Dance fans had a real treat at the Houston Ballet's The Rite of Spring concert in March. The performance included the world premieres of HB Artistic Director Stanton Welch's Le Sacre du printemps (The Rite of Spring) and Edwaard Liang's Murmuration, this year's winner for Best Ballet. The work, commissioned by Houston Ballet, was inspired by the flight patterns of starlings, with hundreds of birds moving through the sky as one. Performed on a bare stage, Murmuration included various combinations of swooping, swirling dancers, from duets to a stage full. One sequence near the end of the piece, a cycle of intricate repeated patterns, was perhaps the single most exciting moment of the dance season. Set to Ezio Bosso's Violin Concerto No. 1, "Esoconcerto," Murmuration thrilled audiences, earning enthusiastic, lengthy and well-deserved standing ovations after every performance.

A good band name should be both provocative and evocative, a word or phrase that rattles your nerves a little and sticks in your brain: Rolling Stones, Arcade Fire, the Dicks, Linus Pauling Quartet. Although sometimes the sounds they create hardly qualify them as a "band" — the Wiretaps frequently come across as more performance art or deconstructivist theater, like Negativland or the Residents — the duo does have the most awesome name in town, one that took on even more relevance after the NSA surveillance scandal in mid-June.

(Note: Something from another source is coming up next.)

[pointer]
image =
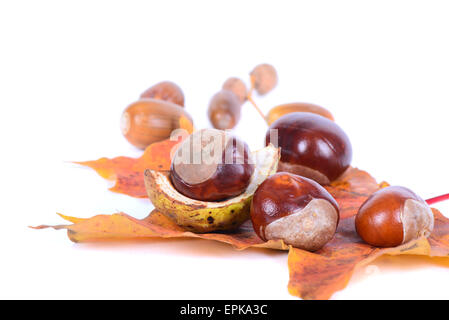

The blues is alive and well some distance from the Katy Freeway's Kirkwood exit, behind Olde Towne Kolaches and next door to a florist. Otherwise a grubby if literary-minded neighborhood bar, the Shakespeare has for many years now reflected not some long-outdated idea of the blues but what the music looks and sounds like today: older, white, suburban. It's had some help, but the Shakespeare has nurtured a community of local musicians — including but not limited to JohnMcVey, Sonny Boy Terry, Sparetime Murray, Mojofromopolis, Steve Krase & the In Crowd and the Mighty Orq — who have gone a long way toward keeping Houston's scene fertile when in most other cities the blues is but a distant memory.